When I started Autcraft, I did so to help out the parents on social media that cried out for someplace that their autistic children could play together without the fear of bullying or torment. On June 23rd, I told a small number of those parent and within two days, I received over 750 emails.

That was when I realized just how big this bullying problem really is.

Since then, Autcraft has kept thousands of children safe from bullies. But that’s not all. That’s just the start.

Children came to the server shy, scared and unsure of what to expect. Many didn’t speak in public chat for quite some time. You could say that it went as most people would expect of children that struggle with communication and social structures. Anxiety, fear and shyness were the foundation that most new players started their experience on the server with.

What happened from there is truly amazing.

The players opened up to each other. They supported each other, they shared with each other, praised each other, encouraged each other and lifted each other higher. They did these things because they knew that there would be no one there to push them back down again.

no fearFor the first time in their lives, they were free from the burden of fear. No longer afraid to be bullied or judged or embarrassed or even to fail, these kids felt safe enough to share who they are, what they like, what they think and they even felt safe enough to make mistakes. They weren’t afraid to spell things wrong or to say the wrong thing. They weren’t afraid to admit that they were interested in things that people elsewhere might tease them for.

As they spoke up more and more, their reading and writing improved, manners improved, their control over their emotions improved, they worked together to solve problems and learned from each other… the progress that they made baffled their therapists.

Many people credit me for this as I am the creator of the server but the truth is that there are many factors to consider.

Anonymity has always played a big part in how people behave online.
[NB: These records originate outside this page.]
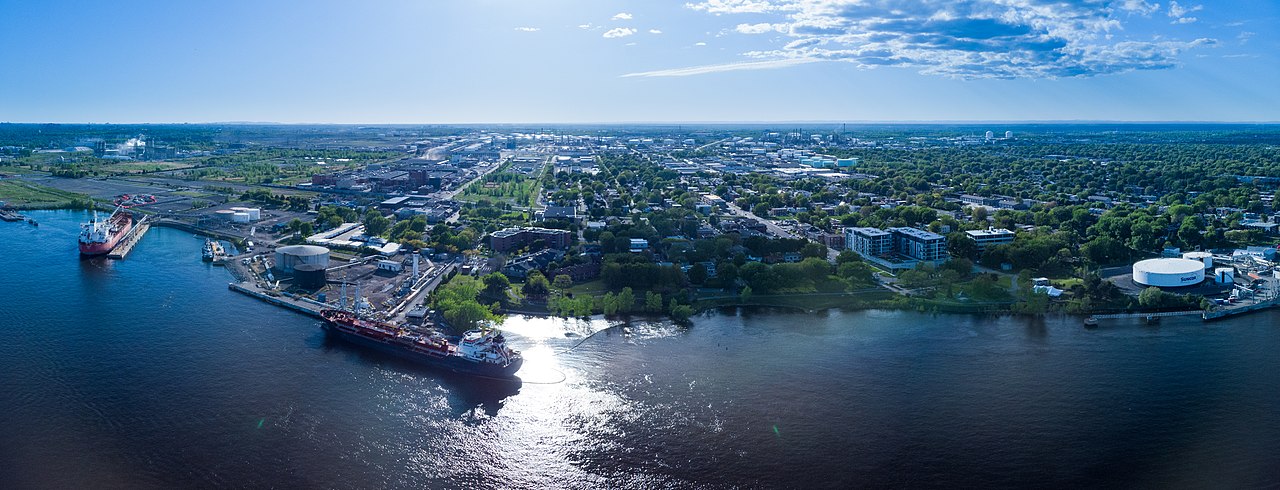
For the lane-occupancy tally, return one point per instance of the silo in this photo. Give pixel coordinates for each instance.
(289, 257)
(1203, 257)
(309, 275)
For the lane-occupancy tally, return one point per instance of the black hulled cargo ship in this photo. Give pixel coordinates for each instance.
(476, 352)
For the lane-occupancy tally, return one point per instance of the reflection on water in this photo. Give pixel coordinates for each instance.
(149, 372)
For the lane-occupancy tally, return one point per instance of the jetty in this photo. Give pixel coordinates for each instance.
(131, 239)
(280, 298)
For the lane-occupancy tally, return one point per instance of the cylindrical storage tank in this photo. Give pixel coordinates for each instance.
(289, 257)
(1205, 257)
(309, 275)
(1169, 273)
(1224, 275)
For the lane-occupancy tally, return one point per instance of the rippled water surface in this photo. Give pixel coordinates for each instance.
(149, 372)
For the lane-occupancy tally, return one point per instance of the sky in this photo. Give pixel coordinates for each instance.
(442, 62)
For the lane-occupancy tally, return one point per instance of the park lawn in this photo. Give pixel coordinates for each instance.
(809, 301)
(21, 193)
(592, 288)
(140, 166)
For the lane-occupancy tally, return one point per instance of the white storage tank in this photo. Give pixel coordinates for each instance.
(1169, 273)
(289, 257)
(1205, 257)
(1224, 275)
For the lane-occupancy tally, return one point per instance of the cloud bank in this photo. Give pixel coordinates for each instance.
(961, 39)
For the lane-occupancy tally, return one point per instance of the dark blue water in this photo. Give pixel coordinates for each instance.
(149, 372)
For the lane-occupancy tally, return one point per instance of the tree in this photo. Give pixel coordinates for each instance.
(467, 315)
(496, 284)
(698, 274)
(979, 214)
(562, 282)
(535, 284)
(960, 245)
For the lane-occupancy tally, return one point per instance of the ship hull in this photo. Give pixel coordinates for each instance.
(95, 248)
(455, 363)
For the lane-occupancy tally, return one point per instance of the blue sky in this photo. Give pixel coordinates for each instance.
(606, 62)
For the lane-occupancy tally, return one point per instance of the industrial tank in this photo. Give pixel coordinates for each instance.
(289, 257)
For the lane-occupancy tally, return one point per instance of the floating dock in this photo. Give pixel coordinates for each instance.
(129, 239)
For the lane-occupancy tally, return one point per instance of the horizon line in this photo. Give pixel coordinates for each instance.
(868, 122)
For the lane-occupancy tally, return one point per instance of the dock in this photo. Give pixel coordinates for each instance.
(131, 239)
(1237, 310)
(286, 300)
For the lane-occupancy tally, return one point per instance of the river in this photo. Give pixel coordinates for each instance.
(149, 372)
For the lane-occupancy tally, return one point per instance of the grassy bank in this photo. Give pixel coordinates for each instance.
(27, 196)
(877, 298)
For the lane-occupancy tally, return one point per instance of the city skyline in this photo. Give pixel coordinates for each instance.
(630, 62)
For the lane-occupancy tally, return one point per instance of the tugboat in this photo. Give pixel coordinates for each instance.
(213, 251)
(481, 352)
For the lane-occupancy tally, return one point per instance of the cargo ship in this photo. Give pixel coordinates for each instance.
(476, 352)
(213, 251)
(99, 237)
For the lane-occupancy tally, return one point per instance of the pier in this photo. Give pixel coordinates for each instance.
(286, 300)
(131, 239)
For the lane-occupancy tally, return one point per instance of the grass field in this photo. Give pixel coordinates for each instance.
(24, 195)
(138, 166)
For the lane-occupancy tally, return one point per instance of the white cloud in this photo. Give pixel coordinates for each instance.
(726, 67)
(757, 28)
(1179, 13)
(965, 39)
(734, 7)
(618, 32)
(1139, 7)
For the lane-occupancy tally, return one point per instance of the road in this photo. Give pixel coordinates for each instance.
(768, 224)
(448, 195)
(420, 294)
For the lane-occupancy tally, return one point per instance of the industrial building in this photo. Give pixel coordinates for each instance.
(1169, 273)
(868, 242)
(896, 247)
(287, 259)
(919, 245)
(991, 237)
(512, 238)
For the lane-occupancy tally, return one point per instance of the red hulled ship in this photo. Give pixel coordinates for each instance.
(99, 237)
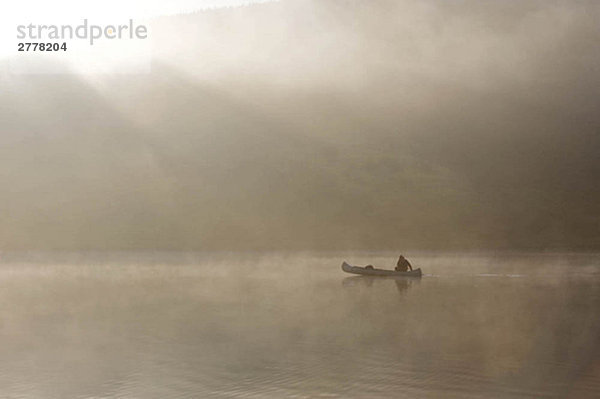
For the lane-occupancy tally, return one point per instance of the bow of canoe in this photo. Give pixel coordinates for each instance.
(379, 272)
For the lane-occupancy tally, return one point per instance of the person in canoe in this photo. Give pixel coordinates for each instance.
(403, 264)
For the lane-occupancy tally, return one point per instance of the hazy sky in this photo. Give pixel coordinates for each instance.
(319, 124)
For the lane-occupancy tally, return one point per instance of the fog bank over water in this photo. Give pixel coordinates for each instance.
(319, 125)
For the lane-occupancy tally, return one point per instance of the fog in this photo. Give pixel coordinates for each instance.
(318, 125)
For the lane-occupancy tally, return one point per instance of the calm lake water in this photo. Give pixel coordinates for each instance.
(188, 325)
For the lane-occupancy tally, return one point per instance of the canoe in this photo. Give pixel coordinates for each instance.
(379, 272)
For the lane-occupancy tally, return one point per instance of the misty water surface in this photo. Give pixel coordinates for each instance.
(187, 325)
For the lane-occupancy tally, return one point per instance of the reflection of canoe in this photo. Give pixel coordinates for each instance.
(378, 272)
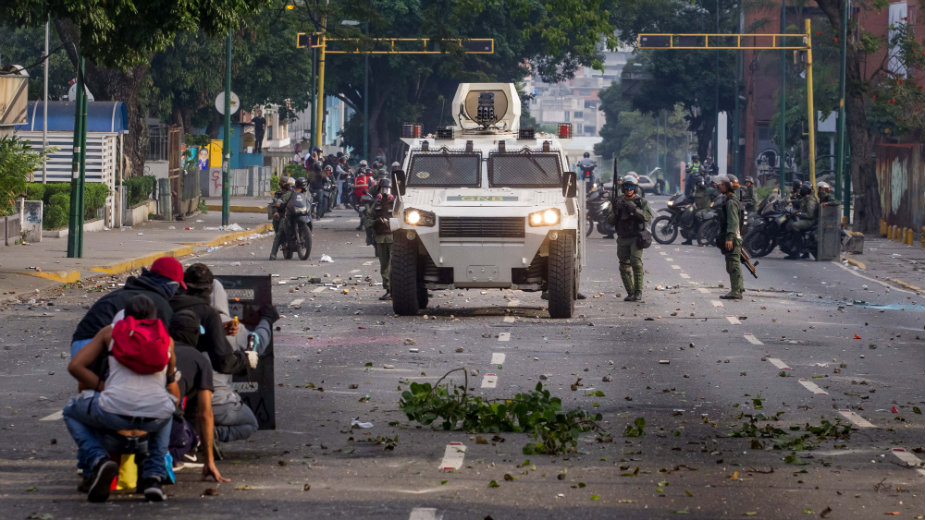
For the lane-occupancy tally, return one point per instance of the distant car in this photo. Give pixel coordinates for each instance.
(646, 184)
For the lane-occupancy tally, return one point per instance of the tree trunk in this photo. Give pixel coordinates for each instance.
(116, 85)
(867, 207)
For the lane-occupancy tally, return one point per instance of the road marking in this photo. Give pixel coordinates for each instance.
(53, 417)
(779, 364)
(856, 419)
(425, 513)
(909, 459)
(813, 387)
(453, 456)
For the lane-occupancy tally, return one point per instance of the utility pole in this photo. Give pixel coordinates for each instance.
(783, 102)
(840, 139)
(226, 142)
(78, 167)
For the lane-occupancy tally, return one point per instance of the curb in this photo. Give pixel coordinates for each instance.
(238, 209)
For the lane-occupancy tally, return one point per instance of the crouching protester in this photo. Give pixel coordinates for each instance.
(139, 395)
(195, 381)
(234, 420)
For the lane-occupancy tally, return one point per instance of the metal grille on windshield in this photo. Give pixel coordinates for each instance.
(482, 227)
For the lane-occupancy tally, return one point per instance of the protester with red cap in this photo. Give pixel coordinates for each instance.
(159, 283)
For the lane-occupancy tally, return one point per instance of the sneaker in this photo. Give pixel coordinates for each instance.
(102, 477)
(153, 490)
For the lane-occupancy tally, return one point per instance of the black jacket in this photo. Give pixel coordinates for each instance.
(160, 289)
(224, 358)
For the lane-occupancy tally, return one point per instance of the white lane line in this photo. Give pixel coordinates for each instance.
(53, 417)
(779, 363)
(909, 459)
(813, 387)
(856, 419)
(425, 513)
(453, 456)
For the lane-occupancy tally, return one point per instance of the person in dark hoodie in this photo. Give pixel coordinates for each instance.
(159, 283)
(213, 342)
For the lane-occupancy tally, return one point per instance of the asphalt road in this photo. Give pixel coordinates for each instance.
(812, 340)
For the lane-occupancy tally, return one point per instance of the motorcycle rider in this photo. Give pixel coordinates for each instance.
(630, 214)
(586, 166)
(377, 218)
(280, 223)
(729, 238)
(806, 220)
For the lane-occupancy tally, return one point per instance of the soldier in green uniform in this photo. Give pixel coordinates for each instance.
(806, 219)
(729, 239)
(630, 214)
(377, 218)
(280, 222)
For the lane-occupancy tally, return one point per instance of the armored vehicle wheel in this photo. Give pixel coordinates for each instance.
(404, 268)
(561, 276)
(663, 230)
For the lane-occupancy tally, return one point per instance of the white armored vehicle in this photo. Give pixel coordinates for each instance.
(486, 204)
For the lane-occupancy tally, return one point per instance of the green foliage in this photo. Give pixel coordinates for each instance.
(17, 161)
(128, 32)
(537, 412)
(139, 189)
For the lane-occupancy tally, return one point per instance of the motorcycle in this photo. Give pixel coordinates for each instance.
(665, 228)
(771, 230)
(598, 206)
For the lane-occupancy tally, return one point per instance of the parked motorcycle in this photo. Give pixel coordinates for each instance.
(598, 208)
(771, 230)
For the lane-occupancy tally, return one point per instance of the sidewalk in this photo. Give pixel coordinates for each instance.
(891, 262)
(44, 265)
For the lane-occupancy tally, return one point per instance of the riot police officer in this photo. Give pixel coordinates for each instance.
(377, 218)
(280, 222)
(630, 214)
(729, 238)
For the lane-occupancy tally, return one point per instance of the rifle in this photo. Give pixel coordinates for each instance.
(747, 261)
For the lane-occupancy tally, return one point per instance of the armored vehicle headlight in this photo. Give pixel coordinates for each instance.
(416, 217)
(549, 217)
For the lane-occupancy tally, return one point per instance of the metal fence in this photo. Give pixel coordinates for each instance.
(901, 176)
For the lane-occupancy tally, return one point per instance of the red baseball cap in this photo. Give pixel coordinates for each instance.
(169, 267)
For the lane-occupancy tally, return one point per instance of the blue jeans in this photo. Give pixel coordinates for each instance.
(79, 344)
(85, 421)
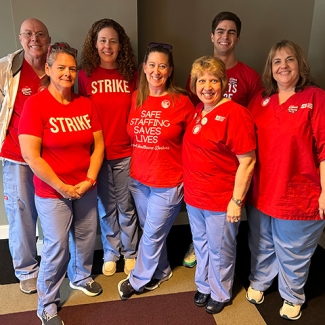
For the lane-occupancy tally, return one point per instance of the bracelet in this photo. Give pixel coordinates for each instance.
(238, 202)
(91, 181)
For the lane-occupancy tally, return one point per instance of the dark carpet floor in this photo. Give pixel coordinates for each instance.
(177, 243)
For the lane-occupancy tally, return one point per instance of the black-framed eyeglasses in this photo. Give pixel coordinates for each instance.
(164, 45)
(62, 47)
(29, 34)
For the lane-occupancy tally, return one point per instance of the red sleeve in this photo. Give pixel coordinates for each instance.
(317, 122)
(83, 80)
(256, 86)
(31, 121)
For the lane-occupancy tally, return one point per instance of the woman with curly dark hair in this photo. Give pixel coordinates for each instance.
(108, 76)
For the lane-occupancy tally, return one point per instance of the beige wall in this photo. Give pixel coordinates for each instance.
(186, 24)
(67, 20)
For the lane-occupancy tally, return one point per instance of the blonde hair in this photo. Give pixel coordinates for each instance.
(212, 65)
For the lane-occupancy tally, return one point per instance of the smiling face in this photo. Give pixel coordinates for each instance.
(63, 72)
(35, 47)
(285, 68)
(224, 38)
(157, 70)
(108, 46)
(208, 89)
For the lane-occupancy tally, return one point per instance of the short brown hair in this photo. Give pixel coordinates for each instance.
(305, 78)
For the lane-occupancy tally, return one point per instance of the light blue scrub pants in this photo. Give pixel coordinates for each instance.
(284, 248)
(117, 215)
(157, 210)
(62, 219)
(21, 212)
(214, 240)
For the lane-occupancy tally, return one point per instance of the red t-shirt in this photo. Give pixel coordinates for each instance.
(111, 94)
(243, 84)
(290, 146)
(67, 135)
(156, 130)
(29, 84)
(210, 147)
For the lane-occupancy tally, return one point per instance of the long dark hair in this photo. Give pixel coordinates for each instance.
(126, 60)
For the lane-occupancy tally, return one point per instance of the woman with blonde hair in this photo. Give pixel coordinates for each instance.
(218, 157)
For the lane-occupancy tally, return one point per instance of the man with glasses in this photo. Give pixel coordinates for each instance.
(243, 81)
(21, 75)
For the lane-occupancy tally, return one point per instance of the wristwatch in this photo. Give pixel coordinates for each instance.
(91, 181)
(238, 202)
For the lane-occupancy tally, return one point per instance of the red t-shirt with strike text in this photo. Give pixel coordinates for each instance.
(156, 130)
(210, 148)
(290, 146)
(243, 84)
(111, 94)
(29, 84)
(67, 135)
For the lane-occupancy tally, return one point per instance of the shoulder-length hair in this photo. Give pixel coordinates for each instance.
(171, 88)
(305, 78)
(212, 65)
(126, 60)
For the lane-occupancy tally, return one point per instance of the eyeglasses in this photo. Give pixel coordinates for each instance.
(164, 45)
(62, 47)
(29, 34)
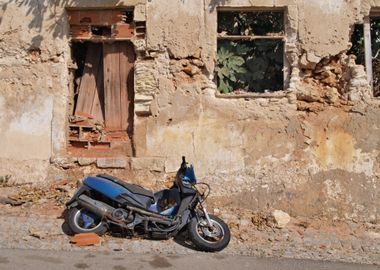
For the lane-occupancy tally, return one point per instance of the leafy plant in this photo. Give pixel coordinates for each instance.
(230, 66)
(255, 66)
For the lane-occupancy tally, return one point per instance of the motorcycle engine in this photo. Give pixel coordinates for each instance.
(122, 215)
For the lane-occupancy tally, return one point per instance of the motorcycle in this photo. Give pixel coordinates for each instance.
(105, 202)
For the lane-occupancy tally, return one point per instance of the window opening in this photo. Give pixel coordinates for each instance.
(357, 40)
(250, 51)
(375, 46)
(101, 123)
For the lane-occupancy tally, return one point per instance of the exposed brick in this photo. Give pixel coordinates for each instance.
(86, 239)
(111, 163)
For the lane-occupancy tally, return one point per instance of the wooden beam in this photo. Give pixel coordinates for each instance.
(368, 49)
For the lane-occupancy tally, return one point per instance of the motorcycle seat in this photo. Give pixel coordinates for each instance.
(136, 189)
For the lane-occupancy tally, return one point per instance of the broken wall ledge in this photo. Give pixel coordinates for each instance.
(100, 162)
(279, 95)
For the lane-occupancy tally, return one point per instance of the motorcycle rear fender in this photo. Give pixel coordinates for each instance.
(73, 202)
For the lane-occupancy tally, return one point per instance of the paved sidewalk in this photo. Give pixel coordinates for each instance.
(45, 232)
(47, 259)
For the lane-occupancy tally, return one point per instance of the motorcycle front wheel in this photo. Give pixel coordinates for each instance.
(84, 221)
(206, 238)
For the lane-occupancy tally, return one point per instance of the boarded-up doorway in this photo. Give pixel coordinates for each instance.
(102, 121)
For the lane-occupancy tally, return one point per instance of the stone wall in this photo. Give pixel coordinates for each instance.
(311, 150)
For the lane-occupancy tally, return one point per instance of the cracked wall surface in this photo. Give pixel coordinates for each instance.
(312, 150)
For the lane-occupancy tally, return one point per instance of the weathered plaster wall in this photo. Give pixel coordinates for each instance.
(315, 151)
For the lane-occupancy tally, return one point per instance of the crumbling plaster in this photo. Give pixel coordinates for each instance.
(257, 153)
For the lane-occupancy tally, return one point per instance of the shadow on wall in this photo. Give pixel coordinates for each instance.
(39, 8)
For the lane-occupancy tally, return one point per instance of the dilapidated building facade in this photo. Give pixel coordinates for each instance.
(265, 97)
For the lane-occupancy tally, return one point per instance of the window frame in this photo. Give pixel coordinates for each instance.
(281, 93)
(374, 13)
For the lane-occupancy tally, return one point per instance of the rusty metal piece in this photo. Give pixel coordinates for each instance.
(85, 239)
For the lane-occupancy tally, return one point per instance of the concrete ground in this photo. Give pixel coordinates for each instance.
(39, 225)
(116, 260)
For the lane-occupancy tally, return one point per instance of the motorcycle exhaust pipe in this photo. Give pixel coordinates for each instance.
(97, 207)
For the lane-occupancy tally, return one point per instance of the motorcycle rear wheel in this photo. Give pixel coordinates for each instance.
(209, 239)
(78, 224)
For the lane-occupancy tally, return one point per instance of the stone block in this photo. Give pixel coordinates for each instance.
(281, 218)
(86, 161)
(120, 163)
(149, 164)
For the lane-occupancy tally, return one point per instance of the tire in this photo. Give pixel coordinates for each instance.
(76, 222)
(198, 230)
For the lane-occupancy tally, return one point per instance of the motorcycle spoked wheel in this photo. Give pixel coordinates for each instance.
(209, 239)
(84, 221)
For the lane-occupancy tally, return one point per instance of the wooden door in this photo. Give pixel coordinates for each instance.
(118, 59)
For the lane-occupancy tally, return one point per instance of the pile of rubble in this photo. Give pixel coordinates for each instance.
(59, 193)
(335, 80)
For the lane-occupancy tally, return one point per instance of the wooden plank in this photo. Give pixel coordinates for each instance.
(97, 109)
(111, 86)
(368, 49)
(88, 87)
(124, 103)
(130, 84)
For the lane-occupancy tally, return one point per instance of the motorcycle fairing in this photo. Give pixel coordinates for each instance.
(117, 192)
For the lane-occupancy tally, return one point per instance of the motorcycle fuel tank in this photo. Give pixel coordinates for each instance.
(104, 186)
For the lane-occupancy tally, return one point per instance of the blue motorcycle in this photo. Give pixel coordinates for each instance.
(106, 203)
But for these kids with autism, it isn’t the biggest contributor to their success. In fact, for most that have played on servers prior to Autcraft, their fears only grew. Constant bullying, frustrations and rage often meant that they couldn’t even participate much less find any enjoyment. This is why their parents reached out in the first place. It’s why Autcraft was created. Their anonymity did not help them there.

However on Autcraft, that same anonymity does help. In the game, they are an avatar. That’s it. They don’t have to think about the their body language, facial expressions, any fidgeting they might do or people making noises around them. In the game, they’re a collection of pixels as are the people they’re talking to. There is nothing to focus on nor anything to distract them. The social aspect is narrowed down and streamlined.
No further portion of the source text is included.